I grew up in Kansas City during this time, so it’s no surprise that I have a different view of how to improve the education system. Rather than looking for the grand solution or trying to impose “best practices” on every school and classroom, I favor a more decentralized approach marked by experimentation, trial and error, and smaller entrepreneurial organizations working to solve the problems that are right in front of them.
Fortunately for residents of Crown Town (sorry—we’re still basking in the glow of last year’s World Series win and will be for some time now), this more decentralized approach has been adopted to a large degree, and some seeds for future success have been planted. As the court case wound down, Kansas City opened its doors to charter schools.
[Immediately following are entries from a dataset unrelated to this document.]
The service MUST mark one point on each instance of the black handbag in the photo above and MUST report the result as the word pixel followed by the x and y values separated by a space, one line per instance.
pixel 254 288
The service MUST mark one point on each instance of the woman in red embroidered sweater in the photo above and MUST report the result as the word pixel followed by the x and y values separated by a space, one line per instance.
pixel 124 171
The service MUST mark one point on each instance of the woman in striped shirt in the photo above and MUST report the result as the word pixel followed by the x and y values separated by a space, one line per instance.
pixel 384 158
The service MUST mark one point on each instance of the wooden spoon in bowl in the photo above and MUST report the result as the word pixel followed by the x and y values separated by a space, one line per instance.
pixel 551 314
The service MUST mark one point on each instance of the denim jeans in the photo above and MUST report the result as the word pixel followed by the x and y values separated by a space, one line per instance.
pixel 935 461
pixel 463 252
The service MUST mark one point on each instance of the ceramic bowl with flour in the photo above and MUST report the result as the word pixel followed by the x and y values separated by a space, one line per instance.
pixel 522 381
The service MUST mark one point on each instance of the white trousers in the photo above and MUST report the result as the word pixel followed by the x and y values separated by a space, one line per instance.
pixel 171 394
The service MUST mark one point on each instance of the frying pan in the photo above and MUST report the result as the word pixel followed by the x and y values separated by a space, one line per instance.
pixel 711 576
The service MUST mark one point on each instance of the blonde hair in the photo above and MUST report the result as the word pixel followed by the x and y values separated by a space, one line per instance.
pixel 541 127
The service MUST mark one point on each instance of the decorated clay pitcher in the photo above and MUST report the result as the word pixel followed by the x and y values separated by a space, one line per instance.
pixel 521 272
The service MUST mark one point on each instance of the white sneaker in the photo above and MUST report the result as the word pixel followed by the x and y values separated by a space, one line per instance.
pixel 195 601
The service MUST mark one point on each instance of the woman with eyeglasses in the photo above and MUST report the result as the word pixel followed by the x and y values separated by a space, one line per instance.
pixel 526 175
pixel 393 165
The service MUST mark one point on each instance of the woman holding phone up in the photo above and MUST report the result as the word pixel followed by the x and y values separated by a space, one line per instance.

Today, according to the National Alliance for Public Charter Schools, the Kansas City Missouri, School District has the 5th-highest percentage of its students in charter schools, at 41%. And it appears that the market share will only grow in the future.
It has not been all roses. Several charter schools have failed, and some have failed spectacularly. However, a loosely aligned network of schools is gradually emerging in Kansas City and meeting with success. Recently, the public policy research firm Mathematica released an evaluation of the Ewing Marion Kaufmann School that showed incredible gains from its students. French language immersion school Academie Lafayette has a waiting list over a hundred students long. The Crossroads Academy, a popular urban charter school that was bursting at the seams, is opening new campuses, and the Citizens of the World network is coming to Kansas City after a group of enterprising parents issued their own RFP to charter organizations to attract a school operator.
Is change happening fast enough? Of course not. Will all of these schools meet with success? Maybe not. But given the backdrop they are working against, they are beating the odds. What’s more, if one school fails, the damage can be contained. If a whole district falls into disarray, it can take a city down with it.
The lesson from Kansas City for the rest of the nation is one of humility. We often don’t know what we don’t know, and are overconfident that our one great idea is the silver bullet can turn things around if embraced by every teacher or every school. We think that we can impose our views and shape the behaviors of people by administrative diktat, even when the people we’re working with deeply disagree with us about the proper course of action. The world doesn’t work that way, and we must keep that in mind as we chart a path forward.